Lo que hizo Cristiano Ronaldo el sábado pasado fue una acción reprobable, de eso no hay duda. En un momento de desesperación e impotencia, el portugués fue expulsado por darle una patada a Edimar sin estar el balón en disputa. O al menos así lo consideró el árbitro del encuentro, Alejandro Hernández Hernández, quien en el acta no reportó ninguna agresión por parte del luso.
“Dar una patada a un adversario sin estar el balón a distancia de ser jugado”. Interesante selección de palabras la que hizo el silbante, quien dejó fuera el intento de puñetazo al mismo brasileño y el posterior manotazo a José Ángel Crespo. La omisión de estas dos acciones resultará vital para la posterior aplicación de una sanción, ya que el Comité actúa únicamente en virtud del acta.
El Balón de Oro actuó mal, lo reconoció y pidió disculpas; los mismos agredidos señalaron que son cosas que pasan y no hay razón para arremeter contra CR7. Todos son profesionales, al fin y al cabo, y como bien dijeron, esas cosas pasan y Cristiano ni es el primero ni será el último en perder la cabeza. Esto no significa que no deba ser penado; la frecuencia con que ocurre algo no es sinónimo de que sea bueno y el 7 merengue deberá pagar por sus acciones.
Para fortuna del Real Madrid, el castigo de su delantero estrella puede ser menor pues al final todo se reduce a la interpretación. Si fue falta o no, si fue mano o no, si fue penal o no. En el futbol, decisiones que pueden resultar trascendentes dependen del juicio humano. La manera en que Hernández Hernández reportó lo acontecido el sábado marca una enorme diferencia entre una suspensión de 2 juego a una de hasta 12.
El Código Disciplinario es claro (en realidad no tanto) en su artículo 98 donde estipula las sanciones correspondientes en caso de agresión. “Agredir a otro, sin causar lesión, ponderándose como factor determinante (…) la circunstancia de que la acción tenga lugar estando el juego detenido o a distancia tal de donde el mismo se desarrolla que resulte intervenir en un lance de aquél, se sancionará con suspensión de cuatro a doce partidos”.
La cuestión es que el colegiado del partido entre el Córdoba y el Madrid no habló de agresión alguna, ni de que el balón estuviera detenido. De hecho con su declaración, “sin estar el balón a distancia de ser jugado”, no delimita si el luso estaba en la posibilidad de hacer por el esférico o no. Por tanto, sería el artículo 123 (violencia en el juego) el que sirviera como base para imponer juzgar lo que hizo Ronaldo.
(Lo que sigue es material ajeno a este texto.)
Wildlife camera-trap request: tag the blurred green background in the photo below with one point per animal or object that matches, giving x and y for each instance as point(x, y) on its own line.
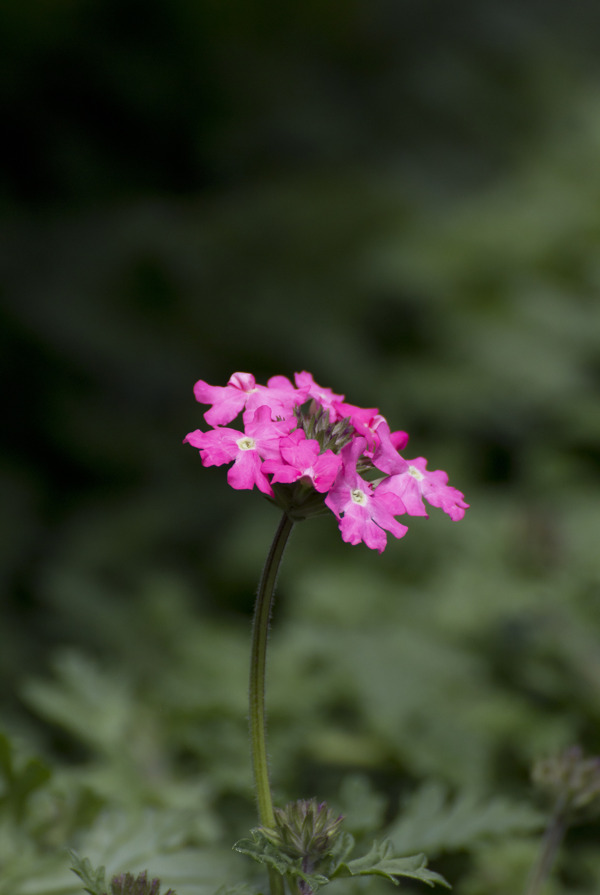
point(404, 199)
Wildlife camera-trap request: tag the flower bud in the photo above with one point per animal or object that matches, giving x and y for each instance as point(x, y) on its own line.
point(306, 829)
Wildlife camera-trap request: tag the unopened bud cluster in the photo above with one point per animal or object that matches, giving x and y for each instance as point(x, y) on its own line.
point(573, 779)
point(306, 829)
point(128, 884)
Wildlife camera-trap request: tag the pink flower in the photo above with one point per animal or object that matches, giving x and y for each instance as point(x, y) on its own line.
point(322, 447)
point(416, 482)
point(301, 459)
point(227, 400)
point(248, 449)
point(324, 396)
point(242, 392)
point(365, 513)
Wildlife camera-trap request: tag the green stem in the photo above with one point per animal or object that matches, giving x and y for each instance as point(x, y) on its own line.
point(258, 662)
point(551, 841)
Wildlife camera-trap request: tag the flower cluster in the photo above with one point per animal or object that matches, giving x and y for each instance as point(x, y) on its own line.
point(307, 449)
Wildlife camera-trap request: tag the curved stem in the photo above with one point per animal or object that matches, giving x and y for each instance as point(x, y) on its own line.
point(550, 844)
point(258, 661)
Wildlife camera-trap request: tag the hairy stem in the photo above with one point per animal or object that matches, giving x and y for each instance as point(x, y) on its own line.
point(550, 844)
point(258, 662)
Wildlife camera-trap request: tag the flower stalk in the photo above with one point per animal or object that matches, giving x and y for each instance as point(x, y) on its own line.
point(258, 663)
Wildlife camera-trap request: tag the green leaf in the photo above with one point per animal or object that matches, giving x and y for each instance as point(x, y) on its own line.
point(93, 879)
point(380, 861)
point(432, 823)
point(260, 850)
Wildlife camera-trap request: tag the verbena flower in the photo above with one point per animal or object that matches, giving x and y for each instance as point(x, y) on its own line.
point(320, 453)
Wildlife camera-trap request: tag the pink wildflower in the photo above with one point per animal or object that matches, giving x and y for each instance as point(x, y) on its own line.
point(324, 396)
point(324, 447)
point(248, 449)
point(242, 392)
point(365, 513)
point(416, 482)
point(301, 459)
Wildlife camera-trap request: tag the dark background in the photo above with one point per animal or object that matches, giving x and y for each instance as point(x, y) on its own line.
point(401, 197)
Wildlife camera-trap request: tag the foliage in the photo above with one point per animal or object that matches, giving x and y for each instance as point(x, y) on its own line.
point(405, 201)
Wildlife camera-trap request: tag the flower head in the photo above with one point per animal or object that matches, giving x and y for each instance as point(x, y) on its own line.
point(309, 451)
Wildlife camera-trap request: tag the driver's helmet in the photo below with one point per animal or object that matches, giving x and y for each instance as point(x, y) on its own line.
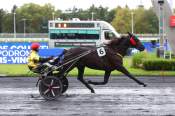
point(35, 46)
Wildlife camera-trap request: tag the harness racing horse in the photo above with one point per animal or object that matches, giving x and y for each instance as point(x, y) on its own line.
point(112, 60)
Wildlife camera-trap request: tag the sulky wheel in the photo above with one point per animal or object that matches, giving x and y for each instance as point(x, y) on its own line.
point(65, 84)
point(50, 88)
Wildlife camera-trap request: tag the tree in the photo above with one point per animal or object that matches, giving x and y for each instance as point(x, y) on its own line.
point(145, 21)
point(2, 13)
point(122, 20)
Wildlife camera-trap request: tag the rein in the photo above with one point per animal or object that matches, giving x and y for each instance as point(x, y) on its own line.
point(118, 54)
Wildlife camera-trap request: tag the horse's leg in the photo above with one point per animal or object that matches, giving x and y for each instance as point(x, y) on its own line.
point(123, 70)
point(106, 78)
point(80, 78)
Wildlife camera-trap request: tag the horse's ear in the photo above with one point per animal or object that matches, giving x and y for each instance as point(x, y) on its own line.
point(130, 35)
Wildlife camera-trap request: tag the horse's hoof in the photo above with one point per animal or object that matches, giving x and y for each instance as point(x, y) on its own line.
point(89, 82)
point(144, 85)
point(92, 91)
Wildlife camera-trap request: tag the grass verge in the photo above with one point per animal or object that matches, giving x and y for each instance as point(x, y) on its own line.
point(22, 70)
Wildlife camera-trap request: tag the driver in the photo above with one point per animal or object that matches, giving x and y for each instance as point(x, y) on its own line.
point(34, 60)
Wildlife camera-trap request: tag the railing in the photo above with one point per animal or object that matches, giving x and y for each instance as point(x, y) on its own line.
point(22, 35)
point(45, 35)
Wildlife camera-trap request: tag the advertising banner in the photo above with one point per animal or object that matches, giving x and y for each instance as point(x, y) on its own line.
point(16, 52)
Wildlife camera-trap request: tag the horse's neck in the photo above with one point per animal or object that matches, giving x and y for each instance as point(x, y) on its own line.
point(120, 49)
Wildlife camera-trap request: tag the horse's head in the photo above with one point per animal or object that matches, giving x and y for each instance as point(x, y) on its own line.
point(135, 42)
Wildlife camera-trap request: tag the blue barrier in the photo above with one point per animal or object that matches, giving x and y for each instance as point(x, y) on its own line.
point(17, 52)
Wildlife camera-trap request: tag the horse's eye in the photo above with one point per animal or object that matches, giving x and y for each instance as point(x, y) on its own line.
point(132, 41)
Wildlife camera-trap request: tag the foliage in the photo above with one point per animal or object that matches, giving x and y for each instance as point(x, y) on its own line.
point(37, 16)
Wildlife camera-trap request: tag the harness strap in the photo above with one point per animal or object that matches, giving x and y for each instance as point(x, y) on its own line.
point(118, 54)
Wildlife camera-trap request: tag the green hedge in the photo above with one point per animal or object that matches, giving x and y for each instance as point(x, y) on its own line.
point(159, 64)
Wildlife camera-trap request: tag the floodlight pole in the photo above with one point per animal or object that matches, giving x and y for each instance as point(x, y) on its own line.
point(161, 28)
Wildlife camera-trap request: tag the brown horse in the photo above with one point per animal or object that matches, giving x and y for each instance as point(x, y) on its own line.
point(112, 60)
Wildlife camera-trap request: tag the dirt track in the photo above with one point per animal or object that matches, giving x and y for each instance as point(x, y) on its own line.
point(120, 97)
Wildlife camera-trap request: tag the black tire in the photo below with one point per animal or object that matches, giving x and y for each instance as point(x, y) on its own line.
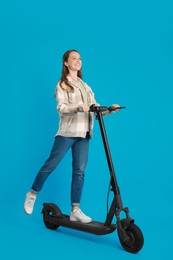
point(48, 224)
point(136, 239)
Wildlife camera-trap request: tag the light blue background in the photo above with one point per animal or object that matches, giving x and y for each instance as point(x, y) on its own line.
point(126, 47)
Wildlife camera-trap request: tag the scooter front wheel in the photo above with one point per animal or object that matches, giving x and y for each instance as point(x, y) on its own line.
point(135, 240)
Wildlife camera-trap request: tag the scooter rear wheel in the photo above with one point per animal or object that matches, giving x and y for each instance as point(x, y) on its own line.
point(48, 224)
point(135, 241)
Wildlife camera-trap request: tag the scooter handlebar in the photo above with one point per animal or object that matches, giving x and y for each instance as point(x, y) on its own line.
point(95, 109)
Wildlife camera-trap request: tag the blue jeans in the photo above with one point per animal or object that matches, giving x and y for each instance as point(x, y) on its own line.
point(61, 145)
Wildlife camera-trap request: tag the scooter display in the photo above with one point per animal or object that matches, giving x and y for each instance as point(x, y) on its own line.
point(130, 235)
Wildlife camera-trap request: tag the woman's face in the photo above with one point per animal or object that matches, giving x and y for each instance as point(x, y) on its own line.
point(74, 62)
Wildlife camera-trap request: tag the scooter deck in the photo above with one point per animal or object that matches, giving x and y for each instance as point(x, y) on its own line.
point(94, 227)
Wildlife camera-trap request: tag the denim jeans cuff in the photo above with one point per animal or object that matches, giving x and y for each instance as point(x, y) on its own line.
point(33, 191)
point(75, 204)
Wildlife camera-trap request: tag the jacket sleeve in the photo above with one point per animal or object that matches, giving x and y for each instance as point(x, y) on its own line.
point(63, 106)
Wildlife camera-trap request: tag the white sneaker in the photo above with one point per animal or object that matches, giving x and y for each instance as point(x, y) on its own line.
point(78, 215)
point(29, 203)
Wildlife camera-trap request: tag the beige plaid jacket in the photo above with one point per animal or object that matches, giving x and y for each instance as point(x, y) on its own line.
point(73, 123)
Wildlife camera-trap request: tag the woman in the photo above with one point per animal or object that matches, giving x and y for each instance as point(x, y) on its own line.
point(75, 129)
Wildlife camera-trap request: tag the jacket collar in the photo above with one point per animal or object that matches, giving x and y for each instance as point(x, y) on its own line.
point(72, 81)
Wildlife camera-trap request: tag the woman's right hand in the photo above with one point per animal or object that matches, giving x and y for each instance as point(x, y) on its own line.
point(84, 107)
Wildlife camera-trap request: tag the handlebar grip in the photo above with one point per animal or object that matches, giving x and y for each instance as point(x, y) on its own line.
point(115, 108)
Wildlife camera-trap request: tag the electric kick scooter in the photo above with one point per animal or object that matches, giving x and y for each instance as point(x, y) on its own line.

“Producirse de manera violenta con ocasión del juego o como consecuencia directa de algún lance del mismo, siempre que la acción origine riesgo, pero no se produzcan consecuencias dañosas o lesivas, se sancionará con suspensión de uno a tres partidos o por tiempo de hasta un mes”. Mismo caso que el anterior, lo señalado por Hernández no refiere a ninguna acción violenta y está impreciso qué fue lo ocurrido.
¿Serán dos, tres o cuatro encuentros? La diferencia, aunque parece mínima, es enorme; y aún más considerando que el tercer partido es contra el Atlético de Madrid. ¿Estará o no Ronaldo para el derbi? ¿Ancelotti contará con su mejor jugador o tendrá que recurrir a Jesé, Illarramendi y Javier Hernández para encarar un partido determinante en la lucha por el título?
Las respuestas se sabrán el miércoles, cuando el Comité dé a conocer su resolución y ojalá que decida bien. El Real Madrid actualmente está en la cima y todo a su alrededor es controversial: lo que favorezca a los blancos es trampa; lo que no, es legal. Juegue o no CR7 contra los Colchoneros, alguien se quejará. Interesante cómo se generó tanto problema, todo por una simple mala elección de palabras.